First and foremost, solderless breadboards are rarely a deployable format for electronic circuits. They work pretty well for certain (not all) kinds of prototypes. If you have a circuit that you intend to have any sort of lifetime, your plans should include some way to get your circuit off of a solderless breadboard, and into something more permanent.
There are a number of things you can do to make your life easier.
Things like color codes really help. Pick standard colors for Vss, Vcc, and ground. Stick with them. As mentioned by others, place pin 1's for all IC's in the same orientation. For inportant locations, make a little flag with a stub of wire and some tape to make a label. Sometimes it's useful to populate all your IC's first, and get them all powered and grounded neatly before you implement anything else.
The biggest thing you should do, however, is to break your circuit up into functional subcircuits in your head, and plan in advance how you intend to test whether a subcircuit is working. Then, build it, test it, leave it alone, and move on to the rest of the circuit.
Usually, I do this from left to right -- inputs moving along towards middle stages, moving along toward output stages. That's a generality, however, and sometimes it makes more sense to deal with output stages first -- usually on the right side of the board.
If you're doing microcontroller design, this can get confusing, because the architecture is more of a central hub thing, with one unit receiving and sending ins and outs. In this case, you need to have a microcontroller setup that isolates various subcircuits, one at a time to let you test them. It should generate whatever test signals you need. Be sure to remember some reset circuitry.
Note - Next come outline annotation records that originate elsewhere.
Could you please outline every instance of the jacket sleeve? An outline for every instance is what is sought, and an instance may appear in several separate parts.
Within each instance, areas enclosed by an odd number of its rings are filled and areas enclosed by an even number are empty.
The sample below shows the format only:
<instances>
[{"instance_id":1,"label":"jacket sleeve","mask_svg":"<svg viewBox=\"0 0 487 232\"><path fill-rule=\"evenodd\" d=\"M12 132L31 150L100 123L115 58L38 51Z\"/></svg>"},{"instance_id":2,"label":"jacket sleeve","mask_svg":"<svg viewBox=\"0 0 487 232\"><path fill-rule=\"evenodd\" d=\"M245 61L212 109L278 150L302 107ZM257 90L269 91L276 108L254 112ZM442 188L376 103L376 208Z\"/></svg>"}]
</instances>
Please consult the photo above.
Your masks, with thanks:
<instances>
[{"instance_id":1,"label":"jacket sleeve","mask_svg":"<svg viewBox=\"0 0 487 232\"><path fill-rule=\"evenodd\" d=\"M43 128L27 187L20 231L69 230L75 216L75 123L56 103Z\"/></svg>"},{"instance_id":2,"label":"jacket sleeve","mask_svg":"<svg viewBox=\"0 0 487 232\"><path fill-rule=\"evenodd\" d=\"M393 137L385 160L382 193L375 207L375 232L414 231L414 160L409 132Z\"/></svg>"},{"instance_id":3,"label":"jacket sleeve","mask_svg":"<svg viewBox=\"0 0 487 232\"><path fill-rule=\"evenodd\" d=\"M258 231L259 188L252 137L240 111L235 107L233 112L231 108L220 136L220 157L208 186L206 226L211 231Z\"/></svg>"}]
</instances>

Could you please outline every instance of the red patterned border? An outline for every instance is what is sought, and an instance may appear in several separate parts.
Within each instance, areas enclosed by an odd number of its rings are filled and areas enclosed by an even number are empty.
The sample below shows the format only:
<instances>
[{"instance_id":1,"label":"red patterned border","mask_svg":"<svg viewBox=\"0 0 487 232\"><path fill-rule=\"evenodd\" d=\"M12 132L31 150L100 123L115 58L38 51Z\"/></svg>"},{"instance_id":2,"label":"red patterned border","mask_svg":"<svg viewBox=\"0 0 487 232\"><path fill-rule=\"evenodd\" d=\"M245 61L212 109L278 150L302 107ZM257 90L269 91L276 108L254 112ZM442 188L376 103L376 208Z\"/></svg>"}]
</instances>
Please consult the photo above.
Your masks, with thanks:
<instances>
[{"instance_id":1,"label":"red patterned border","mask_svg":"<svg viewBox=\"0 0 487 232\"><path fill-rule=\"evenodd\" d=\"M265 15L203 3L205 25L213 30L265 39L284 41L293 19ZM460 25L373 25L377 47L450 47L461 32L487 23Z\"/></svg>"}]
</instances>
Of course, breadboards are not robust. You move an oscilloscope probe, and short a cap to a resistor that's not mounted as stably as it should be. That's just the nature of the beast. When a circuit gets too big and complex, there are diminishing returns to leaving it on a solderless breadboard, mostly because of unintentional stuff like surprise shorts on a circuit that worked 5 minutes ago. Take the time to put down your working subsections on soldered breadboards. Better yet, build and test a subcomponent, plop it into a PCB design, and move on to the next subcomponent. Spend a few dollars and a week to get your prototype PCB, populate it, and enjoy your functional circuit.